Contra esse destino sombrio, é essencial derrubar o tecnicismo que sustenta as prisões e buscar uma metodologia que reintegre os detentos à comunidade. Isso demanda uma educação que combata a barbárie e promova a resiliência democrática, como testemunham os movimentos antimanicomiais.

Da mesma forma, os regimes de isolamento durante a pandemia evidenciam as falhas das estruturas que sustentam a saúde mental, apontando para a necessidade de uma nova moralidade institucional.

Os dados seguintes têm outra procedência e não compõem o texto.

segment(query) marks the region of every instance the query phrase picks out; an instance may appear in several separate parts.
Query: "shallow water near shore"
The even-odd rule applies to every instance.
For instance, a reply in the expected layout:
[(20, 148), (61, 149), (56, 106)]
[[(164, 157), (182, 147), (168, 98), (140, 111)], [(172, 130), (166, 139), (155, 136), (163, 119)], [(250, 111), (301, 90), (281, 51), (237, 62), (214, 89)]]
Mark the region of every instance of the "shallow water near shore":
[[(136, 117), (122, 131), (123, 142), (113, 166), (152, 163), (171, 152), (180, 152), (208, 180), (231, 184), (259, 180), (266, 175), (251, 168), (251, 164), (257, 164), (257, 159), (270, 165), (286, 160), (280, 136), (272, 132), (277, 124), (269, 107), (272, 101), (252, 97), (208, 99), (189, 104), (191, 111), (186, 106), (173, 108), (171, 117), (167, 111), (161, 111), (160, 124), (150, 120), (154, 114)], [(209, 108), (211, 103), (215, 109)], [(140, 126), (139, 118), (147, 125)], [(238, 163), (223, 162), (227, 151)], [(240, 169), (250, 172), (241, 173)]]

É urgente denunciar os subterfúgios mecânicos que perpetuam práticas genocidas e buscar soluções que enfrentem a violência estrutural, permitindo enxergar a realidade para além das paredes.

Em tempo, é importante lembrar que inúmeros desafios impedem esta aproximação e a efetivação da presença ética da psicanálise nos espaços e instituições de saúde pública. Entretanto, urge a necessidade de uma maior elucidação destes desafios e se estruturar possibilidades de superação. Mesmo que distantes, a hipótese é que o campo da Psicanálise e o campo das Políticas Públicas de Saúde Mental convergem na produção de uma forma revolucionária de operar. Revolucionária no sentido de criar uma nova forma de se tratar o sofrimento psíquico, que não aquela que o agride e exclui.